Cash flow is top of mind for business owners as the business disruption caused by COVID-19 is taking a toll. Business owners are rapidly looking for cash inflows to cover the cash outflows, which may result in additional debt, change of business model, and cash infusion by owners and investors. There may be another opportunity which is to potentially take advantage of accelerating losses in 2019 to get the cash your business needs now, versus waiting until your 2020 taxes are filed. IRS Section 165(i) addresses casualty losses for disaster victims and typically is top of mind when an area is declared a disaster due to a natural disaster that destroyed property. While the majority of the losses resulting from COVID-19 are to business operations rather than property, there may be opportunity for some businesses who have qualifying losses to use this, making it important to be aware of the rules and potential benefits it can provide.
For companies experiencing financial loss due to the COVID-19 economic crisis, finding ways to quickly increase cash flow is a top priority. One opportunity that should be considered is claiming COVID-19 losses on your business federal income tax returns.
Accelerating Losses from COVID-19 on Your 2019 Business Income Taxes
On March 13, 2020, the President issued an emergency declaration under the Robert T. Stafford Disaster Relief and Emergency Assistance Act in response to the ongoing COVID-19 pandemic. This allows businesses to utilize IRS Section 165(i) which says “companies experiencing financial loss due to natural disasters may accelerate those losses to the fiscal year immediately preceding the disaster event.”
For the 2019 calendar tax year, business owners have until the fall of 2021 to file an original or amended tax return to make this election. The business owner has the burden of proving the existence of the casualty as the cause of the Section 165 loss. The mere showing of a loss, without establishing it was caused by a casualty, will not suffice. In addition, you must establish that the loss was a direct, rather than an indirect, result of the casualty.
In order to claim a loss under Section 165, all of these must be true:
- Compensation for the loss can’t come from insurance or anywhere else.
- The loss must be caused by an identifiable event, which in this case is COVID-19.
- It must be evidenced by closed and completed transactions.
- The losses sustained must relate to the disaster event and must be sustained during the taxable year of the event.
- Closure costs of store and facility locations.
- Complete abandonment of leasehold improvements.
- Disposal of inventory, supplies, and other property that have become unsaleable due to spoilage or otherwise.
- Permanent abandonment of fixed assets.
- Losses from the sale or exchange of property.
- Costs of terminating business transactions for costs otherwise capitalized.
- Payments made to terminate contracts, leases, or licenses.
- Prepaid events, travel, conference space, hotel rooms, etc. when a refund or credit was not provided
- Worthless securities.
What Does Not Qualify?
- A decline in fair market value of the property.
- Lost revenues.
- Goodwill losses are difficult to write off under Section 165 because careful analysis needs to be considered and documented.
How will the COVID-19 Pandemic Affect Tax Deductions?

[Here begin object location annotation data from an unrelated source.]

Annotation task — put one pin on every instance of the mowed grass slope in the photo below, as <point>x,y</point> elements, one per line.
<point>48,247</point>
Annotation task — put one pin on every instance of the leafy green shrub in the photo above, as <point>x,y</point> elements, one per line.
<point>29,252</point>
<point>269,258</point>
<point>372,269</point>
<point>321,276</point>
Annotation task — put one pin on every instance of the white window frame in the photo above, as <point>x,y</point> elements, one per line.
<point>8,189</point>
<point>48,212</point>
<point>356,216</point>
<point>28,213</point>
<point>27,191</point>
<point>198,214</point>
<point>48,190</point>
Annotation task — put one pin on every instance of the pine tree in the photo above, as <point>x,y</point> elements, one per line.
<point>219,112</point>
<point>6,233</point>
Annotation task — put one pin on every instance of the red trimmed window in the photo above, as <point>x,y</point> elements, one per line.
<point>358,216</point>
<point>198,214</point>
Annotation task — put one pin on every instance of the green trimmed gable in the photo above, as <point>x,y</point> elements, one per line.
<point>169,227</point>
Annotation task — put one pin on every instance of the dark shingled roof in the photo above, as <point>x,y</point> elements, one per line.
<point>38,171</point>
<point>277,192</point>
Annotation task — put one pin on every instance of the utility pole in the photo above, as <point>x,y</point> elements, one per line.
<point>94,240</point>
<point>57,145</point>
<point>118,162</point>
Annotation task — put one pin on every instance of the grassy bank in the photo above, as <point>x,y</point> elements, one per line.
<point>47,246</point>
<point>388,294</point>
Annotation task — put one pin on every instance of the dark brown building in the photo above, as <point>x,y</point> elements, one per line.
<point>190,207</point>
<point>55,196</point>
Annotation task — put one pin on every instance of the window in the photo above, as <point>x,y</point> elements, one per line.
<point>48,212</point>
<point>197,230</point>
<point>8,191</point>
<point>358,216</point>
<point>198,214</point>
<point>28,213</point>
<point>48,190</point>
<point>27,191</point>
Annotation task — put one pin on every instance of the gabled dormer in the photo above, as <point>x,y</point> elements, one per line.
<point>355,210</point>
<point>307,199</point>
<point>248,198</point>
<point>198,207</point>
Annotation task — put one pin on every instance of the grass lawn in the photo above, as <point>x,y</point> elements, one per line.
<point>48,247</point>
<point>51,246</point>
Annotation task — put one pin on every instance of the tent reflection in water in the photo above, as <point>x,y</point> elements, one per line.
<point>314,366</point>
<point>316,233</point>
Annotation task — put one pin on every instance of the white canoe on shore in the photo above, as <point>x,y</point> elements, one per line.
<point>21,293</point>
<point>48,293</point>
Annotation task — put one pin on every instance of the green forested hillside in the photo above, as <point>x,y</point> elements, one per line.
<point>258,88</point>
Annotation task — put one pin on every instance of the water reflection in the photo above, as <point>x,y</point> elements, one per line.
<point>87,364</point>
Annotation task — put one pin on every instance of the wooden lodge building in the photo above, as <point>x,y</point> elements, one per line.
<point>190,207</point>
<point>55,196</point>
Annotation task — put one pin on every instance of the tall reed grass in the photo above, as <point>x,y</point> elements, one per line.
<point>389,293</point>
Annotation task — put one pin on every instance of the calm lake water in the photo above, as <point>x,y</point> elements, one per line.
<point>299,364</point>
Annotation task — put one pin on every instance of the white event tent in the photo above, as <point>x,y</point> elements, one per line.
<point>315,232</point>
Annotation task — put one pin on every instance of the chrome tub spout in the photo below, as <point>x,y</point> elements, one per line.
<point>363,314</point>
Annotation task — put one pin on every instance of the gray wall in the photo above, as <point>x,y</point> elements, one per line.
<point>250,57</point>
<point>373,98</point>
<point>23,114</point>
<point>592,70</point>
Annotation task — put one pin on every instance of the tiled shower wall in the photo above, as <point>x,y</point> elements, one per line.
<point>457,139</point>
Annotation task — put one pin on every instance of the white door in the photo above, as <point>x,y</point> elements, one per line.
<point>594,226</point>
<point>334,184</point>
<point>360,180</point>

If you have a 2020 Section 165(i) loss that you accelerate into 2019 and it creates a tax loss, you can also take advantage of the newly issued net operating loss (NOL) carryback allowance under the CARES Act. The CARES Act provides that NOLs incurred in 2018, 2019, and 2020 may be carried back to offset taxable income during the five-year period prior to the year in which the NOL was incurred. The CARES Act also temporarily removes the taxable income limitation allowing taxpayers to utilize NOLs to offset 100% of taxable income in tax years 2018, 2019, and 2020.
The rules governing casualty losses may not apply because the losses are to business operations, rather than property. If you own a building, it’s not worthless but it may not be useable for the next few months. Just because it doesn’t destroy buildings doesn’t mean COVID-19 isn’t negatively impacting businesses. Net operating losses (NOLs) will occur and taxpayers can mitigate NOLs through carry-forwards and carry-backs. So while the company that owns the building can’t claim a loss of the building itself, it can claim the loss of income against past or future tax filings.
This current disrupter took business owners by surprise and is challenging even in the most well-thought-out contingency plans. It has resulted in business shut-down, slow-down, or quick reinvention in what the business does and how it does it. As the COVID-19 crisis continues to affect businesses, it is imperative to review all options available to business owners regarding government funding programs as well as tax relief opportunities.